Did Noah hide his illness as long as he could? Did he run
around, trying to mimic his old ways, so as not to attract attention from those
he thought would harm him, like doctors? Did we see signs of mental illness,
followed by near normal behavior, and think he would be OK? We didn’t know how
grievously he was wounded till it was too late to reach him.

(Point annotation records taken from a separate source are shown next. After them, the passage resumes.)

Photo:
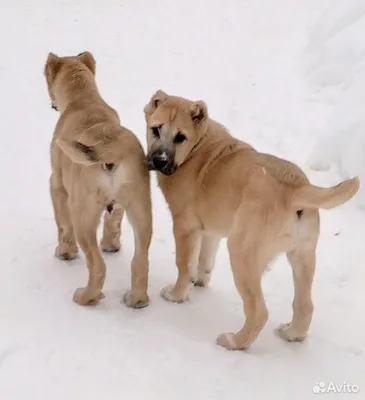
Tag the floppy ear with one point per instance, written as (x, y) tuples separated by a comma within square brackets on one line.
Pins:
[(199, 111), (156, 100), (78, 152), (88, 59), (52, 67)]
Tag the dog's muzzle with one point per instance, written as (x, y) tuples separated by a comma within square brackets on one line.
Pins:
[(161, 161)]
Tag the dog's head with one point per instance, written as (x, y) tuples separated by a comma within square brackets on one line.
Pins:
[(174, 126), (56, 68)]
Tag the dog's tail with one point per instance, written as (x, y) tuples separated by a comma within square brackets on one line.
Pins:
[(100, 144), (310, 196)]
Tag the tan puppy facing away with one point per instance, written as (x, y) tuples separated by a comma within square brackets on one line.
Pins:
[(96, 165), (217, 186)]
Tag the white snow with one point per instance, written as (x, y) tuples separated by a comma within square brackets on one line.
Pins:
[(279, 74)]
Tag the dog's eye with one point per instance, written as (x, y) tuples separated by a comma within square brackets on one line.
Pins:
[(156, 131), (179, 138)]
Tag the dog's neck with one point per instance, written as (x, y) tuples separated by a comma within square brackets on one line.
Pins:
[(80, 89)]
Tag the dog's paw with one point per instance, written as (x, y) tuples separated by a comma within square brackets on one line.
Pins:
[(110, 249), (228, 341), (110, 246), (203, 280), (85, 297), (169, 293), (287, 333), (135, 301), (66, 255)]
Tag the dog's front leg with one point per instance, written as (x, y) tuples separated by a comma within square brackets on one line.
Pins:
[(139, 214), (188, 244), (86, 218)]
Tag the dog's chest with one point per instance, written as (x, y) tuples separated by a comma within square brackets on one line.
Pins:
[(110, 183)]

At the vet, we had to put Lulu down. Last year about this
time, we lost another beautiful hen to disease after nursing her inside
for two weeks with hand-fed water and treats. We tended her, perused
the Internet, tried another vet-- to no avail. It was hard to know how to help
her.
Noah’s suicide last year came about two months after we put down that
hen. There is no comparison, none. But sometimes I think that those weeks nursing the
helpless hen were a harbinger of what was to come when Noah came home from college for the
last three weeks of his life. My son, tall and strong but inside, fragile as a
bird. We thought we were being vigilant. It was so hard to know how to help
him.
After the neighbor pulled Lulu out of her tight spot in the
fence, he handed me a perfect green egg, the first Lulu had laid in months.
What gifts do our loved ones leave behind that are still too buried in
sorrow for us to see and appreciate?